What's driving the slowdown?
According to Domain, this cooling in rental growth is being driven by a combination of affordability constraints, a gradual improvement in rental supply, and the seasonal easing that tends to follow the peak summer turnover period.
After years of steep rent hikes, it looks like many tenants have finally reached their limit — they simply can’t afford to pay much more.
This is capping how far landlords can realistically push rents, even in high-demand areas.
At the same time, we’re seeing a lift in investor activity and a modest increase in new housing completions.

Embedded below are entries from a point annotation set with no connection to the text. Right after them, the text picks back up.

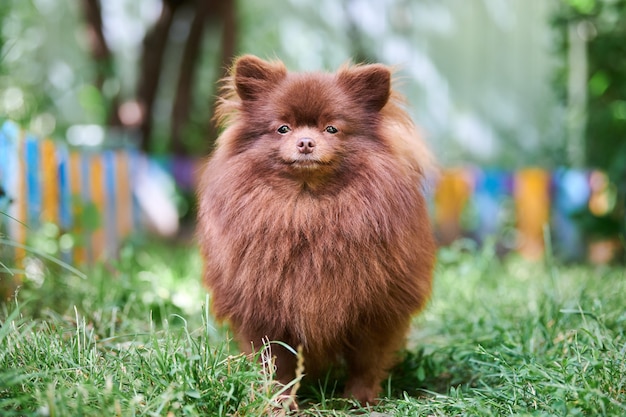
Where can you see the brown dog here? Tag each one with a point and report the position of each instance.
(312, 221)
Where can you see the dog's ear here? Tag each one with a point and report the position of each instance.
(367, 84)
(254, 76)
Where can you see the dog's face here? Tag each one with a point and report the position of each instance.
(308, 124)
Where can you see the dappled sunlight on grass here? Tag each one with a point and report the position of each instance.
(500, 336)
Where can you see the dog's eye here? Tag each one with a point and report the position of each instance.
(283, 129)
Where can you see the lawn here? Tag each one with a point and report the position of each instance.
(134, 337)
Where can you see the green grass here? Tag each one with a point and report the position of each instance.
(500, 337)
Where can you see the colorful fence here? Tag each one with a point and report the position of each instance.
(50, 182)
(516, 207)
(87, 194)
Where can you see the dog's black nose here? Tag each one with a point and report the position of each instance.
(305, 145)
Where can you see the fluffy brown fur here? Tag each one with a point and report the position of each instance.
(312, 221)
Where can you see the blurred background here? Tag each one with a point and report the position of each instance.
(524, 99)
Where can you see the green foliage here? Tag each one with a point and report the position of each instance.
(500, 337)
(605, 136)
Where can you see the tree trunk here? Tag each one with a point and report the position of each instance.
(188, 65)
(154, 45)
(101, 53)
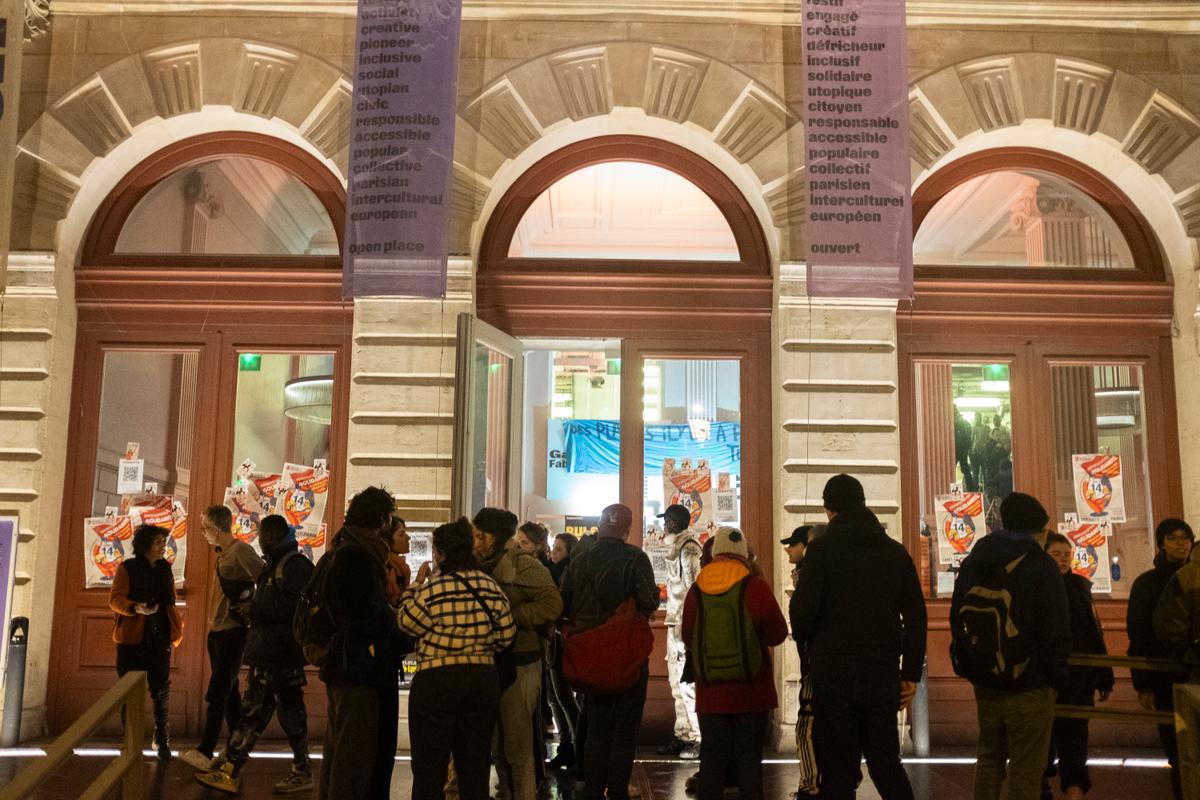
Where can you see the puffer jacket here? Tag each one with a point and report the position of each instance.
(1140, 625)
(533, 599)
(748, 696)
(270, 643)
(364, 651)
(1177, 617)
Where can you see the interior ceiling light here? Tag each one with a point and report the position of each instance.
(310, 398)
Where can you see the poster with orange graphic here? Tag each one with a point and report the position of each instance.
(1099, 491)
(303, 495)
(690, 487)
(166, 512)
(107, 541)
(960, 523)
(1091, 558)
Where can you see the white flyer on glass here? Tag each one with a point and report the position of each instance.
(1091, 559)
(959, 521)
(1099, 491)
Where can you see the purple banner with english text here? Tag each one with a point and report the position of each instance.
(856, 149)
(397, 200)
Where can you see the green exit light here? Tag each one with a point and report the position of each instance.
(995, 372)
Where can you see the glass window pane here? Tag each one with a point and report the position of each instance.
(149, 398)
(693, 440)
(571, 432)
(1099, 410)
(624, 210)
(232, 205)
(285, 403)
(965, 438)
(491, 428)
(1020, 218)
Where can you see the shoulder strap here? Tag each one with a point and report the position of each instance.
(479, 597)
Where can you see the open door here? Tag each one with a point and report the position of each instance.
(490, 378)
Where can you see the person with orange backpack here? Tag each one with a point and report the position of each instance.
(730, 623)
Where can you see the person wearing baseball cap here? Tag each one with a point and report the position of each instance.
(859, 615)
(683, 566)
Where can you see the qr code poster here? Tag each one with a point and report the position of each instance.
(1099, 491)
(960, 522)
(1091, 558)
(690, 487)
(420, 549)
(659, 552)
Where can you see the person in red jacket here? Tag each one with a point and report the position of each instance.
(730, 623)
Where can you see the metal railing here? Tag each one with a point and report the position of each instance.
(129, 693)
(1119, 715)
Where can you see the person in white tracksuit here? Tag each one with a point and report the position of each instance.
(683, 566)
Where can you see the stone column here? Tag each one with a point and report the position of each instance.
(835, 366)
(36, 346)
(401, 427)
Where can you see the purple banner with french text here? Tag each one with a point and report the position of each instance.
(397, 199)
(856, 149)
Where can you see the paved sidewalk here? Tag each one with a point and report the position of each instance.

Now, while this new supply still falls short of meeting our growing housing needs, it’s beginning to ease the pressure slightly in some of the country’s tightest rental markets.
In fact, investor lending is running above decade-long averages in states like NSW, Queensland, South Australia, Western Australia, and even the Northern Territory.
On the demand side, population growth is slowing a touch, and some renters are adapting by consolidating households — sharing homes, taking on flatmates, or even opting for intergenerational living arrangements to cope with the rising cost of living.
So yes, landlords still hold the upper hand.
But the momentum is shifting.
The pace of rental growth is slowing, and we could be heading toward a period of greater stability in the rental market over the coming months.